As the experiments in our previous work ([9], see also Table 1) showed, there is still a huge gap of 16% Macro-\(F_{1}\) score between the two-class and the three-class cross-topic scenario and of 8% in the in-topic scenario. The reason is that stance detection is a complex task. The Same-Side Stance Classification (SSSC) ChallengeFootnote 8 addresses this problem. As an illustration consider the PRO argument “religion gives purpose to life”. The PRO argument “religion gives moral guidance” is an example for a same-side argument, whereas the CON argument “religion makes people fanatic” is an example for a not-same-side argument.
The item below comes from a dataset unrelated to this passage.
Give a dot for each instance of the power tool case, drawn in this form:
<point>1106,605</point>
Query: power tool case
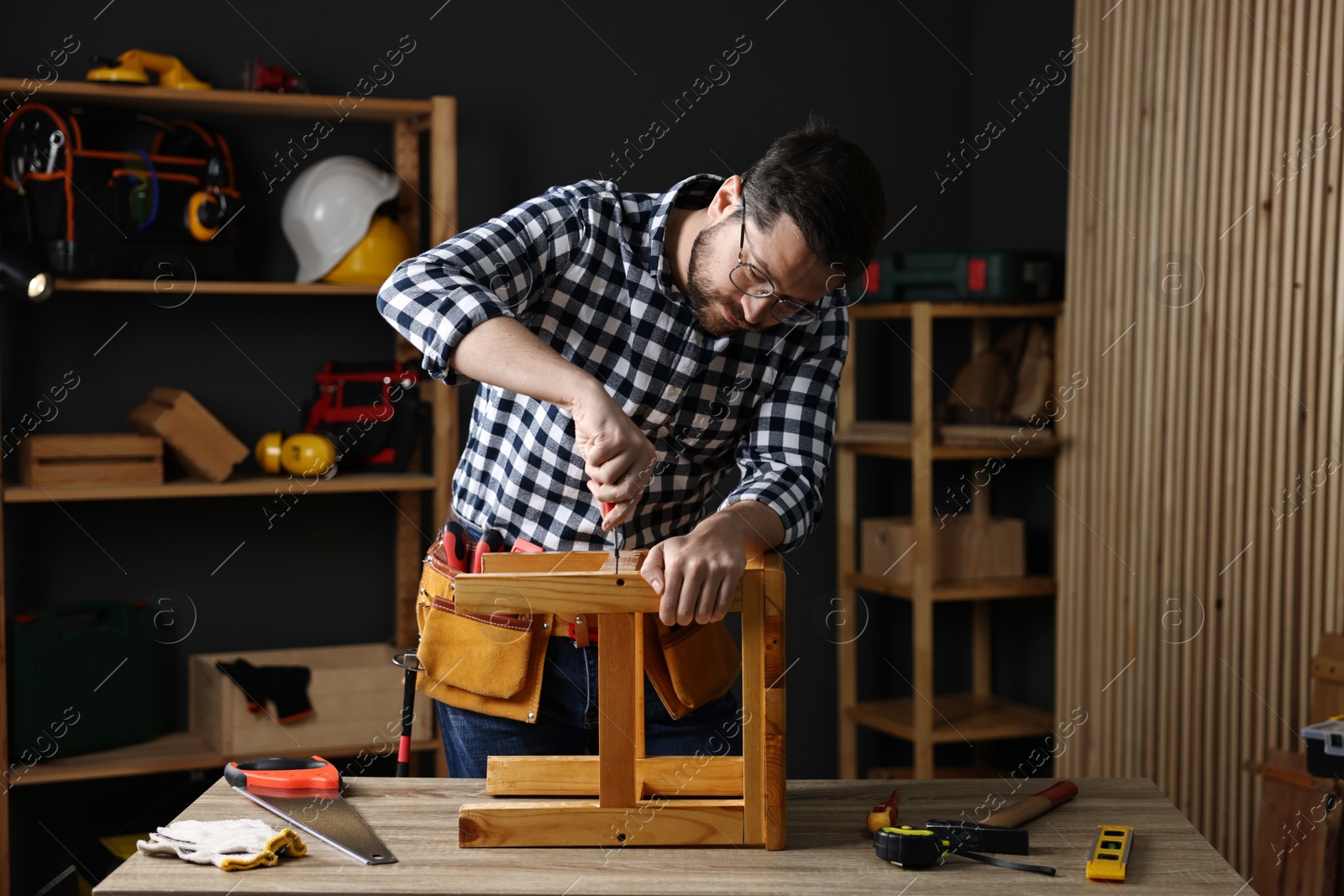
<point>120,195</point>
Given two arguments regarding a certain topic, the SSSC task is to decide whether or not the two arguments have the same stance. This can be exploited for stance classification since the relations bring to bear additional information (information about the network of all arguments) for improved stance classification.

Our group participated in the challenge with a pretrained transformer model [7] fine-tuned on the SSSC data. We organized the data as graphs in the following way: we generated one graph per topic where the nodes are arguments and the edges are weighted with the confidence that the SSSC relation holds. If it is already known (e.g., from the training set) that the arguments agree or disagree, the confidence is 0 and 1 accordingly. Otherwise we use the probability predicted by the fine-tuned transformer model. Fig. 1 shows an illustration of the graph.
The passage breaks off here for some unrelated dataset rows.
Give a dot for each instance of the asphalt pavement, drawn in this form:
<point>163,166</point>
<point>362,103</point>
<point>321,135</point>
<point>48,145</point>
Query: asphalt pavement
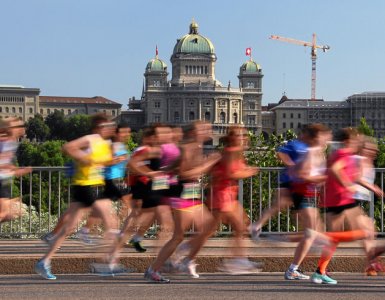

For each pair of arguments in the test set we computed the confidence of all paths of length k, and greedily selected the edge with the highest confidence for either an agreement or a disagreement between the two arguments. We computed the path score as the product of confidences of the edges on a path. By using the graph structure and the transitivity of the SSSC relation we could improve our Macro-\(F_{1}\) score from 0.57 by 7 points for the cross-topic scenario.

4 Conclusion

Our ongoing work addresses several of the issues discussed in Sect. 3. Important issues we are addressing are the improvement of stance classification and the annotation for a larger number of topics. For stance classification, it is of interest to incorporate additional information in a multi-task learning setup, e.g., sentiment information and information from knowledge graphs. For annotating more topics, we can use our current models, which are trained on the eight AURC topics with gold labels, for a better sampling of sentences from a corpus such as OpenWebText [11] for new topics.

5 Future Work

This project overview mostly addressed lower-level tasks in computational argumentation. These are very important and essential to solve higher-level tasks that can only be accomplished with this extracted argumentative information on the sentence- and token-level. For the future we see these tasks as building blocks for high-level argumentation applications. One such application is argument validation, i.e., the classification of a sequence of two sentences as a valid vs. invalid link in a reasoning chain. With our improved argument mining techniques and based on our relational framework for stance classification, we would like to exploit graphs for argument validation. Another high-level argumentation application is interpretability of argument mining decisions: users in many applications can benefit from being able to view the rationale for why a particular sentence was selected as argumentative and with a particular stance. Here the human-interpretable information sources that we incorporated into sentence-level mining could be the basis for more effective methods. For future work, we are also considering other demanding tasks which could benefit from our work. One is the clustering or grouping of argumentative sentences or segments; and a second one the summarization of argument segments in automated debating systems that generate fluent compositions of extracted argumentative segments.